Bravos Research y un número creciente de analistas independientes no advierten de un colapso inminente. Eso sería una exageración y subestimaría la resiliencia real del sistema. Lo que describen es más sutil y, por lo tanto, más difícil de comunicar: una erosión gradual de la estabilidad estructural, que se manifiesta en pequeñas señales: resultados de subastas más débiles, mayores variaciones en la relación oferta-cobertura, la disminución gradual de la base de demanda externa, la carga de intereses cada vez mayor sobre el presupuesto federal y la expansión matemáticamente casi imparable del volumen de deuda.

El mensaje aquí no es de fatalismo, sino de conciencia estructural: quienes conocen los riesgos actuales y comprenden cómo funciona el mercado global de bonos, cómo interpretar los datos de las subastas y qué fuerzas geopolíticas influyen en la demanda, están mejor posicionados, ya sea como inversores, como emprendedores o como responsables políticos. El mercado de bonos no es un concepto abstracto para los profesionales financieros. Es el fundamento sobre el que se asientan los tipos de interés hipotecarios, la financiación empresarial, el gasto público y, en última instancia, los ahorros de cada ciudadano.

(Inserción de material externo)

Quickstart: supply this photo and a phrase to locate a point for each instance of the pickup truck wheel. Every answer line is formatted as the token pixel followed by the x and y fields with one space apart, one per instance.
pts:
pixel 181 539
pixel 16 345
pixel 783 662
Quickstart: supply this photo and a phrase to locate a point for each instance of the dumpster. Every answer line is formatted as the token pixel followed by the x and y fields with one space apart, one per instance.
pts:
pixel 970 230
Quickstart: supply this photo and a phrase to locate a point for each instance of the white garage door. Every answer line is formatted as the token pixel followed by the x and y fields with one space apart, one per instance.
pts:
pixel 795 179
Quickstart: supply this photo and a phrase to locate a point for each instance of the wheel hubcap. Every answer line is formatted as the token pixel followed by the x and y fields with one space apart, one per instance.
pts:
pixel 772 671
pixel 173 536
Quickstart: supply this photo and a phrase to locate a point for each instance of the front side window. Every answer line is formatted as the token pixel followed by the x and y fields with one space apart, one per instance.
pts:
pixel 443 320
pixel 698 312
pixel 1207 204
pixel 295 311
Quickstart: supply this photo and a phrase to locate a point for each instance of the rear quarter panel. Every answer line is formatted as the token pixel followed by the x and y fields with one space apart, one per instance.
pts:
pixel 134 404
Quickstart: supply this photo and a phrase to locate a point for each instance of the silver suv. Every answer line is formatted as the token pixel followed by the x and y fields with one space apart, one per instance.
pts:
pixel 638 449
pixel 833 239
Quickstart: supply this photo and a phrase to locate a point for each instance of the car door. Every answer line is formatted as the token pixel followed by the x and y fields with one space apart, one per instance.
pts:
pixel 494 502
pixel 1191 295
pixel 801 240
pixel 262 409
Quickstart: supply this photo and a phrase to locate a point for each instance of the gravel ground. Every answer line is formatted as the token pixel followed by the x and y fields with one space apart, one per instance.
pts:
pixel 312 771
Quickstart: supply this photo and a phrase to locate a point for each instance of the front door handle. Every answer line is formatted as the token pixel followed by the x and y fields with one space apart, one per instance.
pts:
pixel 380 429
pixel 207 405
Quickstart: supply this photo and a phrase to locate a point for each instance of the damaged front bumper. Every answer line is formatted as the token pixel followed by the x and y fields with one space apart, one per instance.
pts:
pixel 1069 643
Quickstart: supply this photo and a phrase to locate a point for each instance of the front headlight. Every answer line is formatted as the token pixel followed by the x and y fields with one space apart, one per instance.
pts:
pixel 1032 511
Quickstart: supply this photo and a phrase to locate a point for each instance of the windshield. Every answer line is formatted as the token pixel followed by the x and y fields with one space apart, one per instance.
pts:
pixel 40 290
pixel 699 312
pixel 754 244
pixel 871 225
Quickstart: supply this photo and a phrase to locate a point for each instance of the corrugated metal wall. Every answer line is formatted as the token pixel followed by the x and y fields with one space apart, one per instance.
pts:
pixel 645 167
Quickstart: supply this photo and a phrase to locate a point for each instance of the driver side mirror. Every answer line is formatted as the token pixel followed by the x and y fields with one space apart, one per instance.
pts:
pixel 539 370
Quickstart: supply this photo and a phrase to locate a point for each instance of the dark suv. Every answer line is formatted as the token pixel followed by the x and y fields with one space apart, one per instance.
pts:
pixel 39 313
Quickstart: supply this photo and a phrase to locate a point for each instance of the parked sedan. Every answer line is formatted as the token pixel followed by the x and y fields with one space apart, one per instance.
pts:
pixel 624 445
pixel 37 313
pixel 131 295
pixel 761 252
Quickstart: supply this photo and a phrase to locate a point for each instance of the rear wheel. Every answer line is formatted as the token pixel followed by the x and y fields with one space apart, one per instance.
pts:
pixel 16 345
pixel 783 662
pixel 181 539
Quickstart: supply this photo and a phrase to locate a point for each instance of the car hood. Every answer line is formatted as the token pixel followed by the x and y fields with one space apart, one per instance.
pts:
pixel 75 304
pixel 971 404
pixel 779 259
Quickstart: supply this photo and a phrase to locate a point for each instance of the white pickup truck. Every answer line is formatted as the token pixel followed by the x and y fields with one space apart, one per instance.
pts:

Cuando este fundamento se ve presionado, todos lo notan tarde o temprano.

Por lo tanto, la próxima gran prueba de estrés para los mercados financieros globales podría no provenir de un mercado tecnológico sobrecalentado, una crisis bancaria o una recesión. Podría originarse donde se emite la inversión más segura del mundo, y que cada vez lo es menos: el mercado de bonos del Tesoro estadounidense. Porque el verdadero problema no es que Estados Unidos tenga deuda. El verdadero problema es que Estados Unidos ya no puede dejar de endeudarse, y que el mundo está dejando de creer en ella sin límites.